Supreme Court Decision Hurts Undocumented Caribbean Nationals Seeking U.S. Asylum; Threatens Deportation

Author  Gordon Williams

Undocumented Caribbean nationals in the United States, who are seeking asylum in the country, are now more vulnerable to speedy deportation following a ruling by the U.S. Supreme Court last month.

Sotomayor1Sotomayor fears decision may damage due processIn a 7-2 decision, the Supreme Court said U.S. government officials could remove undocumented immigrants without that decision being subjected to a challenge in federal court.

The high court’s ruling affects immigrants seeking asylum, a path to live in the U.S. not usually taken by undocumented Caribbean nationals, most who arrive in the country legally, but stay beyond the time allowed by the government in violation of American law.

Caribbean nationals are not listed among the top 10 countries where asylum seekers originate. However, more than 10,000 from the Caribbean and Latin America sought resettlement in the U.S. between Oct. 2018 and April 2019, according to analysis of U.S. State Department statistics done by the Migration Policy Institute, a Washington, D.C.-based think tank.


However, the administration of President Donald Trump has stepped up its scrutiny of persons seeking asylum since 2017, cutting the flow of those admitted to the U.S. The administration is also seeking a similar rule that would apply to all undocumented Caribbean and other immigrants in the U.S. who lived less than two years in the country continuously.
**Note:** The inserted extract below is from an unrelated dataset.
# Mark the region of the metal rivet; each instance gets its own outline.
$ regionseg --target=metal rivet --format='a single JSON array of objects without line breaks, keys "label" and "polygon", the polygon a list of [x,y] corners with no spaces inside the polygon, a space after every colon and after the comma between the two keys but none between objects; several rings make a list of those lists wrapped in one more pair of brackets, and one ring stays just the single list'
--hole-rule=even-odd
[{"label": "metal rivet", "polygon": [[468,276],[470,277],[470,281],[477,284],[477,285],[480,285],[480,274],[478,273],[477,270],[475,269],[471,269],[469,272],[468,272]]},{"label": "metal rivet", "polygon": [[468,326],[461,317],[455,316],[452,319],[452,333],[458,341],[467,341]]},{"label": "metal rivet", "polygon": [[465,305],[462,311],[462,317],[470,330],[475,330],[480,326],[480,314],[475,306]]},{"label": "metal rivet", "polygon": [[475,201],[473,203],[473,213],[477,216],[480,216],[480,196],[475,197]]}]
So far that move has been blocked by a federal judge.

Undocumented immigrants picked up by U.S. law enforcement within 100 miles of a U.S. land border, within two weeks of arrival, are subjected the court’s ruling. Undocumented Caribbean nationals seeking asylum in states including California, Texas, Arizona and New Mexico, which shares a border with Mexico in the south, could be among those vulnerable to expedited deportation. If they’re apprehended by U.S. law enforcement authorities, and seek asylum, they would face an immigration judge, who will decide if they are in danger of torture or death in their country of origin. They could then be sent home without further hearings.


“If courts must review credible-fear claims that in the eyes of immigration officials and an immigration judge do not meet the low bar for such claims, expedited removal would augment the burdens on that system,” stated Supreme Court Judge Samuel Alito, who wrote the majority opinion, although only five of the seven signed on to his views.
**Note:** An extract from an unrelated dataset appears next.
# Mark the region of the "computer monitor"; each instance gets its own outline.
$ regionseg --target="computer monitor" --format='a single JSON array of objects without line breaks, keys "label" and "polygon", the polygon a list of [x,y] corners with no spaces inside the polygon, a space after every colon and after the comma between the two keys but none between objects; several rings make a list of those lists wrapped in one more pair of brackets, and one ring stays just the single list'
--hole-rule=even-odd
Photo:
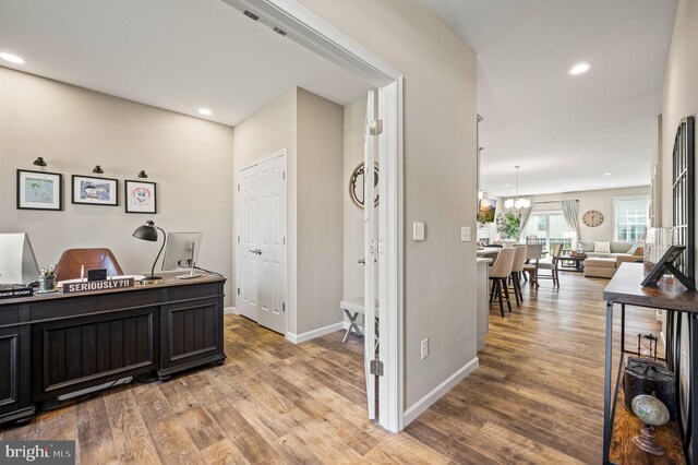
[{"label": "computer monitor", "polygon": [[189,274],[174,276],[179,279],[188,279],[198,276],[194,271],[198,261],[201,248],[201,233],[170,233],[167,235],[163,271],[190,269]]},{"label": "computer monitor", "polygon": [[0,234],[0,284],[28,284],[39,278],[39,266],[24,233]]}]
The Supreme Court’s decision resulted from a case involving a Sri Lankan seeking asylum. It received swift backlash from immigration advocates, who called the ruling a “devastating blow.” According to Lee Gelernt, a lawyer, which argued the case for the American Civil Liberties Union (ACLU), “Every person within U.S. territory is entitled to due process” and the court’s decision “fails to live up to the Constitution's bedrock principle that individuals deprived of their liberty have their day in court, and this includes asylum seekers.
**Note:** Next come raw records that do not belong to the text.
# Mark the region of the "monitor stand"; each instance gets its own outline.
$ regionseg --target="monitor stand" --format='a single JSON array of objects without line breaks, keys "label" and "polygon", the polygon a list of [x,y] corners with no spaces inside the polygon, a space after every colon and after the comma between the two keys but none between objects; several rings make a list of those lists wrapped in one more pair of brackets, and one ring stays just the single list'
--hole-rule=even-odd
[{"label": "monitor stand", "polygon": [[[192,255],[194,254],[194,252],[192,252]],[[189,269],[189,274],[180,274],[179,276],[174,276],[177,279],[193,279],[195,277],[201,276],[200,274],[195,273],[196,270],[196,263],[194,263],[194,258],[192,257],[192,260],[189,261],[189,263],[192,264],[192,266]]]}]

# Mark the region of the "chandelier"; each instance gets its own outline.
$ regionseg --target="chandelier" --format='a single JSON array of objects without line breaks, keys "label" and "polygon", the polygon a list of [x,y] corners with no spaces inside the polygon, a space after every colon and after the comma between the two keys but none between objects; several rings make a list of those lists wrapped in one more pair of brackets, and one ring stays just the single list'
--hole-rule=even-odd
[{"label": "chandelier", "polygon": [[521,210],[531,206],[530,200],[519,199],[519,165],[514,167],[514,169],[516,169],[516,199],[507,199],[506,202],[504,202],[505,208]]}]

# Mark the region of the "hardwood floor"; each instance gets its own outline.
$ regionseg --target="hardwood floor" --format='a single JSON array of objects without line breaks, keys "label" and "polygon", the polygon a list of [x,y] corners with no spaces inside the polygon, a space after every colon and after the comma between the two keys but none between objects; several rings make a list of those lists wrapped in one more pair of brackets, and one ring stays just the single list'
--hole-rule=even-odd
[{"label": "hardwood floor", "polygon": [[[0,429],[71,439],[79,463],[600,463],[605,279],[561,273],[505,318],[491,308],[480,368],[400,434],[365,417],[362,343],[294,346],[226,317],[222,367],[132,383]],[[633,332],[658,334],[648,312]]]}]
“This decision means that some people facing flawed deportation orders can be forcibly removed with no judicial oversight, putting their lives in grave danger,” he added.

Sonya Sotomayor, one of the two judges who opposed the decision, along with Elena Kagan, said the court’s ruling could lead to unfair treatment for non-U.S. citizens and undocumented immigrants, including those from the Caribbean, in the future.

“Taken to its extreme, a rule conditioning due process rights on lawful entry would permit Congress to constitutionally eliminate all procedural protections for any non-citizen the Government deems unlawfully admitted and summarily deport them no matter how many decades they have lived here, how settled and integrated they are in their communities, or how many members of their family are U.S. citizens or residents,” noted Sotomayor.